As she walked up to the rear of the BMW, she thought she heard muffled cursing from inside. But what could they do? They weren’t even supposed to be here.
Fry tapped on the driver’s window. After a moment, the window slid down. She didn’t recognise either of the faces of the two men, but she knew them by their suspicious manner, their wary expressions.
The driver looked at her, saying nothing.
‘I think this is for you,’ she said.
‘I think you’ve—’
But he didn’t have time to finish the sentence. Fry tossed the box through the window onto the floor of the car and watched them scramble to avoid it, as if afraid it might contaminate them.
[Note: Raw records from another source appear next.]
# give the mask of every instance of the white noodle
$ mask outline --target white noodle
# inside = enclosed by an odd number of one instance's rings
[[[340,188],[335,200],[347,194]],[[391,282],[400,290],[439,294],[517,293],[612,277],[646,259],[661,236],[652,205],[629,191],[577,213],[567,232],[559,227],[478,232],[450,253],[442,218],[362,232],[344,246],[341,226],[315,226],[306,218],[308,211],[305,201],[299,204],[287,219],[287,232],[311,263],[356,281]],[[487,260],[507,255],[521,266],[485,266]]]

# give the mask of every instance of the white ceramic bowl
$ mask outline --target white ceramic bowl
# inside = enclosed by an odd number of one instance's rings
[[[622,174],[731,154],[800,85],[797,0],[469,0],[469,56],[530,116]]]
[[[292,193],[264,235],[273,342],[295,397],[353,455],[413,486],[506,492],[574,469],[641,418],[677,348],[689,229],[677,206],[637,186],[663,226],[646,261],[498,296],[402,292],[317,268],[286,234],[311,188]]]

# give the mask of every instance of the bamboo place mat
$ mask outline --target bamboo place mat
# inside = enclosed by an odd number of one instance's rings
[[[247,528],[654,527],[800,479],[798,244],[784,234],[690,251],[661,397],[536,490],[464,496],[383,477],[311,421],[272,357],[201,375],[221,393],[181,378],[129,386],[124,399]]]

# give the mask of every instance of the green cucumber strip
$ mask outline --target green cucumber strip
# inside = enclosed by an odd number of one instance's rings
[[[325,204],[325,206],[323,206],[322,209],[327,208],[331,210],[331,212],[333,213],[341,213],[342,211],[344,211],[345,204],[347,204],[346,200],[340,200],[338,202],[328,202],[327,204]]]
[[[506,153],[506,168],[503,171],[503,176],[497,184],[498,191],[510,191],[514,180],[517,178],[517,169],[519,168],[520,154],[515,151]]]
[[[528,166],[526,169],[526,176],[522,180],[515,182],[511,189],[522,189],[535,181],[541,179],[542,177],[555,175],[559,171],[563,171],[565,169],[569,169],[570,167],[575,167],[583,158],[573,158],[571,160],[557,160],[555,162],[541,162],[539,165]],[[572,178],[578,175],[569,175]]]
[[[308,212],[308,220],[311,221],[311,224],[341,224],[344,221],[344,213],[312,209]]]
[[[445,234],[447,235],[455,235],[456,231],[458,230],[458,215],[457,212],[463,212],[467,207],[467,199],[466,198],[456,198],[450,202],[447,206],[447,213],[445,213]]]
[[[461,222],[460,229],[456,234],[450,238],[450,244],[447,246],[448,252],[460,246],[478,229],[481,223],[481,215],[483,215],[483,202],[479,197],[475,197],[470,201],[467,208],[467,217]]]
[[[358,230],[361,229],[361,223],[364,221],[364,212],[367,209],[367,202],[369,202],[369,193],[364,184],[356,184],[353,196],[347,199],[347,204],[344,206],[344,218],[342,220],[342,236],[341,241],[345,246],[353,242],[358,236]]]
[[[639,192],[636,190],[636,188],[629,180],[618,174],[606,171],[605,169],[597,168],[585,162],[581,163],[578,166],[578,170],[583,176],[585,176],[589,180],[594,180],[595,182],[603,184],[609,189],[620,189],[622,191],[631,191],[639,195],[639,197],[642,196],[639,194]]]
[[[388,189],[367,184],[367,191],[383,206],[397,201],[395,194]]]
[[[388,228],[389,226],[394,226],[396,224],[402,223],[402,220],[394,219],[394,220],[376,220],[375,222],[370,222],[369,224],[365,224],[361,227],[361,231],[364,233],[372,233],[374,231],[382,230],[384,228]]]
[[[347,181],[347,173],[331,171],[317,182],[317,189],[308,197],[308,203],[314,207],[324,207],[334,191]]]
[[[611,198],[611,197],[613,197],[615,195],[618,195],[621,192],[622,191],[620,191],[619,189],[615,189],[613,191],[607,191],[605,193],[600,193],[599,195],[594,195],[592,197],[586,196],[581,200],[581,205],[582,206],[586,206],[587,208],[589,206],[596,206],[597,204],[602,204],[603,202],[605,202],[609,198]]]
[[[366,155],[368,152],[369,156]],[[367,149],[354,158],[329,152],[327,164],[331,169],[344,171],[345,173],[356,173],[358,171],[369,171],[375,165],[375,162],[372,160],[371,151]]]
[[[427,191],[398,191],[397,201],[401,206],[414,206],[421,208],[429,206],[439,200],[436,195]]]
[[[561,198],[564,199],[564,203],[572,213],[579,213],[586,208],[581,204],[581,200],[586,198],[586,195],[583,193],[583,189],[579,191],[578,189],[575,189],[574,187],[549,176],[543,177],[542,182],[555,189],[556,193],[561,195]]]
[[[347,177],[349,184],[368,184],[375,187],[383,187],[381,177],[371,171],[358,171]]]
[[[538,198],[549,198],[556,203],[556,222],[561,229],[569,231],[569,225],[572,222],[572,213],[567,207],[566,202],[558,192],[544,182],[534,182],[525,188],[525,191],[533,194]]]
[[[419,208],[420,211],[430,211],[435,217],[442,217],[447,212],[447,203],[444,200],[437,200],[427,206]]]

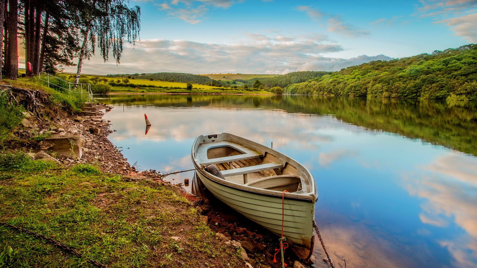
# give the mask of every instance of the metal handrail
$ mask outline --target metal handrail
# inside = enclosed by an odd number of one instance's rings
[[[46,75],[46,80],[41,78],[41,74],[42,73]],[[68,88],[66,88],[63,87],[62,86],[60,85],[57,85],[57,84],[55,84],[55,83],[53,83],[52,82],[50,82],[50,76],[51,76],[52,77],[53,77],[53,78],[55,78],[56,79],[58,79],[58,80],[61,80],[62,81],[63,81],[63,82],[65,82],[66,83],[68,83]],[[40,80],[41,80],[42,81],[43,81],[43,82],[46,82],[47,83],[48,83],[48,87],[50,87],[50,84],[51,84],[52,85],[54,85],[55,86],[58,87],[59,87],[60,88],[63,89],[64,90],[67,90],[68,91],[69,91],[70,92],[72,92],[73,93],[77,93],[77,94],[81,94],[81,100],[82,101],[83,101],[83,94],[84,94],[84,93],[87,93],[88,94],[88,100],[89,102],[90,102],[90,103],[92,103],[93,102],[93,91],[91,90],[91,84],[89,84],[89,83],[72,83],[72,82],[69,82],[68,81],[66,81],[65,80],[63,80],[63,79],[62,79],[61,78],[60,78],[59,77],[56,77],[56,76],[55,76],[54,75],[52,75],[51,74],[50,74],[49,73],[47,73],[45,72],[40,72],[40,74],[38,75],[38,79]],[[72,85],[73,85],[73,89],[77,89],[79,88],[80,92],[76,92],[75,91],[73,91],[73,90],[72,90],[72,89],[71,89]],[[86,92],[84,93],[83,93],[83,85],[85,85],[87,86],[86,86],[86,89],[84,90],[85,90],[86,91]]]

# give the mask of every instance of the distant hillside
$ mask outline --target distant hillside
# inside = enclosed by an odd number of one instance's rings
[[[279,86],[285,88],[291,84],[304,82],[310,79],[322,76],[325,74],[329,74],[332,72],[315,72],[313,71],[295,72],[273,77],[252,78],[246,80],[236,79],[235,81],[247,84],[249,86],[252,86],[253,82],[256,80],[258,80],[261,82],[263,86],[266,87],[272,88],[274,86]]]
[[[477,45],[352,66],[286,93],[477,101]]]
[[[256,77],[273,77],[280,74],[251,74],[243,73],[212,73],[210,74],[201,74],[207,76],[211,79],[222,80],[223,81],[235,80],[236,79],[251,79]]]
[[[156,72],[155,73],[134,73],[132,74],[108,74],[108,76],[114,77],[128,77],[134,79],[149,80],[152,79],[158,81],[170,82],[192,82],[195,84],[204,84],[210,83],[210,78],[203,75],[183,73],[181,72]]]

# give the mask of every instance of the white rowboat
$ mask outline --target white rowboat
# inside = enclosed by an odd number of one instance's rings
[[[216,197],[283,236],[297,255],[310,258],[318,192],[310,171],[273,149],[228,133],[197,136],[191,156],[197,175]],[[284,191],[288,192],[284,193]]]

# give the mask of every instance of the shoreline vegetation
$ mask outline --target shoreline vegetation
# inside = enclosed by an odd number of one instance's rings
[[[86,110],[79,99],[31,81],[4,84],[0,222],[52,237],[85,258],[0,225],[0,266],[92,267],[90,258],[109,267],[245,266],[241,244],[207,226],[199,199],[145,179],[158,173],[135,171],[107,140],[111,131],[100,110],[111,107]],[[81,137],[81,159],[47,149],[48,138],[62,133]]]

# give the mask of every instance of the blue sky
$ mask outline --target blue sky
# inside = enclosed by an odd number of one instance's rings
[[[136,0],[141,40],[85,73],[336,71],[477,42],[477,1]],[[74,71],[75,67],[67,67]]]

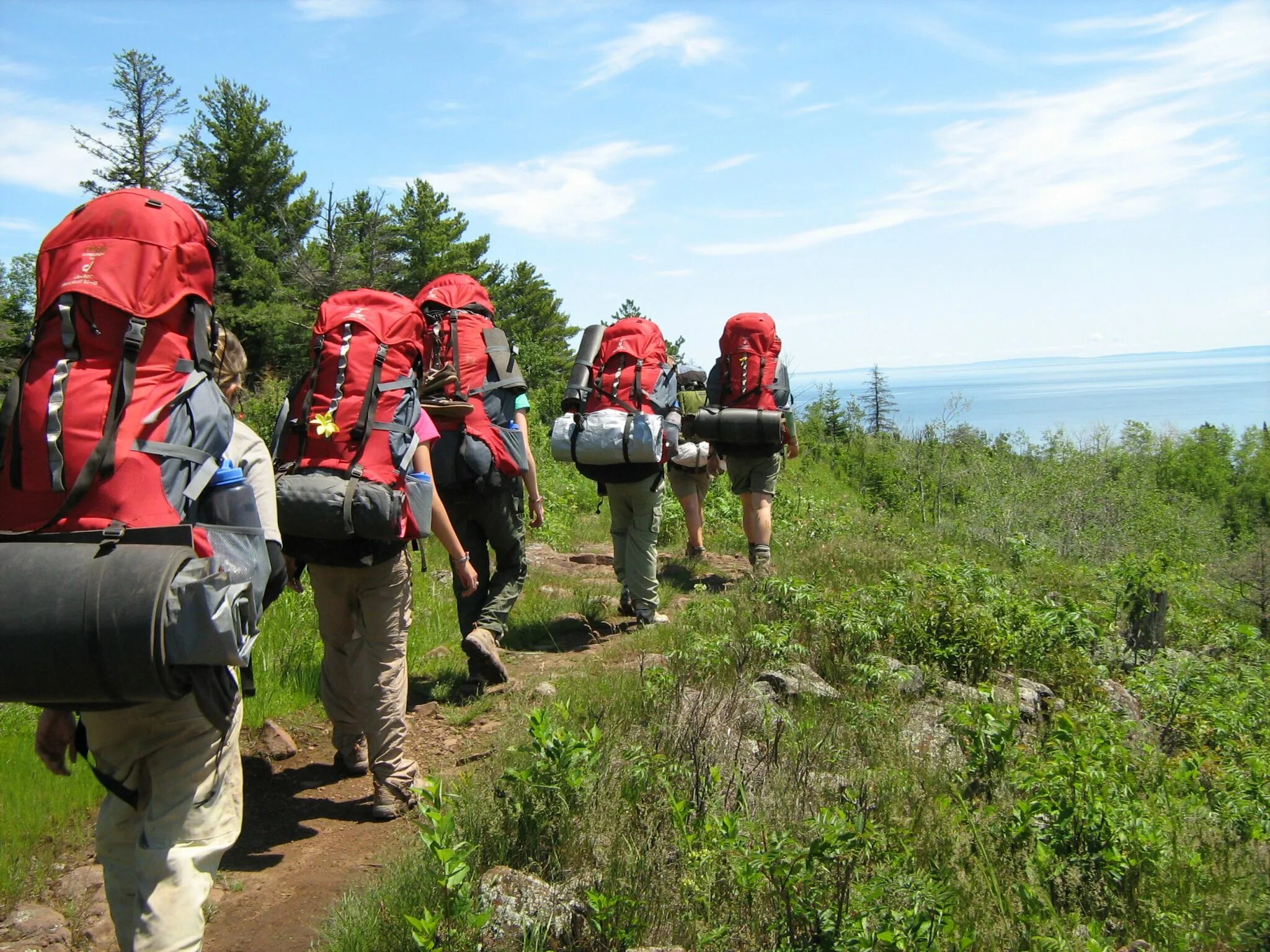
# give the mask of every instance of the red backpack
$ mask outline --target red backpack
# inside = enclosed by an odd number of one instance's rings
[[[48,234],[0,415],[0,531],[193,522],[232,429],[208,377],[213,255],[202,217],[147,189],[94,198]],[[194,545],[212,553],[203,529]]]
[[[622,317],[605,327],[591,368],[585,413],[662,413],[664,407],[653,404],[652,396],[668,369],[662,329],[644,317]]]
[[[312,367],[278,414],[278,527],[286,537],[427,534],[408,479],[418,438],[423,315],[387,291],[342,291],[314,324]],[[428,506],[431,510],[431,505]]]
[[[522,476],[528,459],[519,430],[511,424],[516,395],[527,385],[507,335],[494,325],[489,293],[469,274],[442,274],[424,284],[414,301],[428,324],[424,364],[431,369],[452,364],[457,380],[443,393],[472,407],[460,419],[434,416],[441,432],[433,449],[438,485],[489,485],[491,470],[508,479]],[[471,446],[470,439],[480,446]]]
[[[719,338],[720,406],[779,410],[772,385],[780,355],[781,339],[771,315],[729,317]]]
[[[203,505],[234,428],[210,376],[215,249],[147,189],[94,198],[41,245],[0,411],[0,701],[178,698],[248,663],[269,574],[254,498],[234,526]]]

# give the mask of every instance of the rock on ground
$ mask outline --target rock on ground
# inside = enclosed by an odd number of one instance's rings
[[[1124,684],[1110,678],[1104,678],[1099,682],[1099,687],[1106,694],[1107,704],[1113,711],[1133,721],[1142,720],[1142,702]]]
[[[264,726],[260,727],[260,746],[264,748],[264,753],[269,755],[271,760],[287,760],[298,751],[296,741],[277,721],[265,721]]]
[[[1062,711],[1064,704],[1048,684],[1012,674],[998,674],[992,697],[1002,704],[1019,704],[1019,716],[1025,721],[1043,721]]]
[[[537,876],[507,866],[485,871],[476,897],[489,910],[480,934],[491,952],[519,952],[531,929],[552,942],[573,942],[585,925],[580,902]]]
[[[895,689],[903,697],[918,698],[926,691],[926,675],[916,664],[904,664],[898,658],[879,655],[879,664],[886,666],[893,675]]]
[[[899,736],[919,760],[955,770],[965,764],[965,757],[952,731],[944,726],[942,713],[939,704],[913,704]]]
[[[23,902],[0,922],[0,941],[13,943],[14,949],[67,947],[71,930],[66,928],[66,916],[56,909]]]
[[[786,665],[784,670],[763,671],[758,680],[771,684],[777,693],[786,697],[808,694],[812,697],[838,697],[838,692],[801,661]]]

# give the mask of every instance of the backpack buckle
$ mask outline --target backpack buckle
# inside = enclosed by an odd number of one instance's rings
[[[123,352],[137,354],[146,339],[146,322],[140,317],[128,319],[128,329],[123,333]]]

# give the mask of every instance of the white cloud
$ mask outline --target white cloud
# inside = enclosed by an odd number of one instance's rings
[[[384,11],[381,0],[291,0],[291,6],[306,20],[357,20]]]
[[[93,128],[94,109],[0,89],[0,182],[79,194],[79,183],[93,174],[93,157],[75,145],[71,126]]]
[[[723,55],[726,41],[711,36],[714,22],[688,13],[667,13],[635,24],[618,39],[599,47],[599,62],[578,88],[611,80],[654,58],[678,58],[681,66],[700,66]]]
[[[798,109],[790,113],[790,116],[810,116],[812,113],[823,113],[826,109],[832,109],[838,105],[838,103],[812,103],[810,105],[800,105]]]
[[[735,169],[738,165],[744,165],[751,159],[757,159],[757,152],[745,152],[744,155],[734,155],[730,159],[721,159],[714,165],[707,165],[706,171],[726,171],[728,169]]]
[[[1234,4],[1092,85],[960,107],[979,116],[937,129],[935,161],[856,221],[697,250],[791,250],[932,217],[1044,227],[1210,207],[1237,194],[1237,135],[1259,122],[1256,91],[1241,107],[1238,84],[1267,69],[1270,8]]]
[[[542,235],[578,237],[626,215],[639,182],[608,182],[601,173],[634,159],[671,154],[669,146],[608,142],[511,165],[466,165],[423,175],[465,209],[493,215],[500,225]],[[410,176],[413,179],[413,176]],[[382,184],[400,188],[410,179]]]
[[[1201,10],[1182,10],[1175,6],[1149,17],[1091,17],[1083,20],[1068,20],[1058,24],[1058,29],[1063,33],[1119,32],[1151,36],[1189,27],[1203,15]]]

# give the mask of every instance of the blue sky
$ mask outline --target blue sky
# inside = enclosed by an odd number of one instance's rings
[[[130,46],[698,360],[745,310],[800,371],[1270,343],[1266,3],[0,0],[0,255]]]

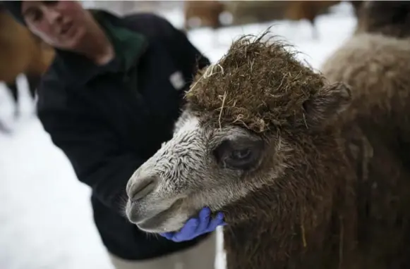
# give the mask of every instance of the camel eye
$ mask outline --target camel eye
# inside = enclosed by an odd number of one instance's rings
[[[258,163],[261,151],[260,142],[241,139],[222,142],[214,151],[214,155],[224,168],[246,170]]]
[[[233,160],[243,160],[250,156],[251,151],[250,149],[234,150],[231,152],[230,158]]]

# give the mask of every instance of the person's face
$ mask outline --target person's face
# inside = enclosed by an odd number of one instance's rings
[[[21,11],[35,35],[59,49],[75,50],[88,23],[88,11],[78,1],[24,1]]]

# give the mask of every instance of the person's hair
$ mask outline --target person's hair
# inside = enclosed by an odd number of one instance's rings
[[[24,20],[24,16],[21,13],[22,4],[23,1],[2,1],[0,2],[1,7],[6,9],[10,14],[13,15],[16,20],[25,25],[25,20]]]

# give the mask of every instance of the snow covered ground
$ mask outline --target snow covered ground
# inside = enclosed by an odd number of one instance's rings
[[[182,21],[180,11],[164,14],[172,23]],[[212,61],[220,58],[232,40],[242,34],[272,30],[304,53],[313,68],[320,64],[356,25],[350,6],[343,3],[318,20],[320,39],[311,37],[306,21],[276,21],[189,33],[191,42]],[[273,67],[272,67],[273,68]],[[13,134],[0,134],[0,269],[111,269],[95,228],[90,190],[80,183],[64,154],[50,140],[37,118],[22,85],[23,116],[11,120],[10,96],[0,87],[0,120]],[[224,268],[221,231],[218,231],[217,268]]]

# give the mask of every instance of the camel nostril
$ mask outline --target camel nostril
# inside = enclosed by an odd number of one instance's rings
[[[144,198],[155,189],[157,182],[155,177],[141,178],[135,180],[128,188],[128,198],[132,201],[137,201]]]

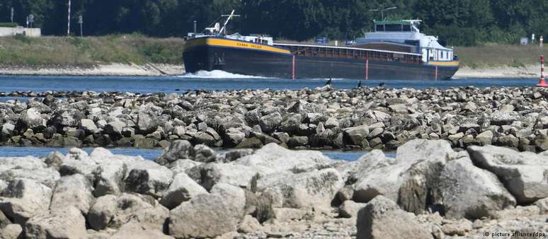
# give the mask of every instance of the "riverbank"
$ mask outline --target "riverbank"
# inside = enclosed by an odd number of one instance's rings
[[[0,238],[544,238],[547,161],[423,139],[354,162],[183,140],[154,161],[102,148],[0,158]]]
[[[535,87],[0,93],[0,144],[391,151],[413,139],[455,148],[548,149],[548,89]]]
[[[89,66],[70,67],[28,67],[6,66],[0,65],[0,75],[34,76],[179,76],[185,72],[185,67],[179,65],[148,63],[144,65],[112,63]],[[523,67],[486,67],[472,69],[461,67],[453,78],[540,78],[540,65]]]
[[[165,76],[184,72],[180,38],[120,35],[65,37],[0,37],[0,74]],[[486,44],[455,48],[461,62],[455,78],[539,78],[539,55],[548,48]]]
[[[521,67],[494,66],[470,68],[462,66],[453,76],[459,78],[540,78],[540,63]]]

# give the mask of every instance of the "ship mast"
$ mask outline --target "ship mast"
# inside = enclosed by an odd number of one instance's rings
[[[228,24],[229,21],[230,21],[231,19],[234,17],[240,16],[239,15],[234,15],[235,10],[232,10],[232,12],[230,13],[230,15],[222,15],[221,16],[227,16],[227,21],[224,22],[224,24],[222,25],[222,28],[221,28],[221,30],[219,31],[219,34],[222,35],[227,35],[227,24]]]

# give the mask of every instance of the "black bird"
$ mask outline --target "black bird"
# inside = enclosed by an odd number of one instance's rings
[[[326,82],[326,86],[327,86],[327,85],[331,85],[331,81],[332,81],[332,79],[331,79],[331,78],[330,77],[330,78],[329,78],[329,81],[327,81],[327,82]]]

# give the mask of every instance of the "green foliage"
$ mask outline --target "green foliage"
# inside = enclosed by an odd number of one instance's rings
[[[17,23],[0,23],[0,28],[16,28]]]
[[[421,18],[426,33],[451,45],[480,42],[518,44],[521,37],[548,36],[547,0],[72,0],[71,32],[104,35],[141,33],[156,37],[182,37],[198,21],[201,31],[232,9],[240,14],[229,33],[268,34],[303,41],[325,35],[331,39],[362,37],[380,13],[371,9],[396,6],[384,13],[391,19]],[[67,34],[67,1],[2,0],[0,13],[15,8],[15,21],[25,25],[28,14],[45,35]],[[0,14],[9,21],[9,14]],[[147,52],[160,50],[146,49]],[[154,55],[152,54],[152,55]]]
[[[33,41],[32,38],[22,34],[16,34],[16,35],[13,36],[13,38],[21,42],[24,42],[26,44],[29,44]]]
[[[90,66],[98,64],[147,62],[181,64],[183,42],[137,34],[105,37],[0,37],[0,64]]]

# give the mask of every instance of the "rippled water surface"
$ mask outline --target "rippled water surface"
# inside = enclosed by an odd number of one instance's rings
[[[187,74],[180,76],[0,76],[0,91],[42,92],[45,91],[94,91],[134,93],[176,92],[205,89],[214,91],[239,89],[273,90],[302,89],[322,86],[326,79],[280,79],[253,78],[229,73]],[[359,80],[333,79],[332,86],[338,89],[356,87]],[[387,88],[426,88],[476,86],[535,86],[537,79],[452,79],[450,81],[362,81],[363,86],[384,83]]]
[[[93,150],[92,148],[84,148],[89,153]],[[109,148],[114,154],[122,154],[127,156],[140,156],[144,158],[153,160],[158,158],[162,152],[161,149],[142,149],[131,148]],[[54,151],[59,151],[66,154],[69,151],[68,148],[45,148],[45,147],[0,147],[0,157],[23,157],[26,156],[33,156],[35,157],[45,156],[48,153]],[[226,150],[217,149],[217,153],[222,153]],[[322,153],[335,160],[343,160],[353,161],[360,158],[362,156],[367,153],[366,151],[324,151]],[[394,157],[395,154],[392,152],[387,153],[387,156]]]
A corner of the box split open and a puff of white dust hit the driver’s trouser leg.
‘Enjoy yourselves,’ she said.
She peeled off the gloves as she walked back across the road and couldn’t resist a satisfied smile at the sound of the cursing and the bouncing of the BMW on its springs. She contemplated making an anonymous call to Nottinghamshire Police reporting suspected drug dealers operating on the Trent River Walk. She pictured the arrival of the Armed Response Unit, the sniffer dogs, the lengthy awkward explanations that would follow.
But no. It was enough to imagine them fearing it. They would be back on the M1 headed south as fast as their BMW could go.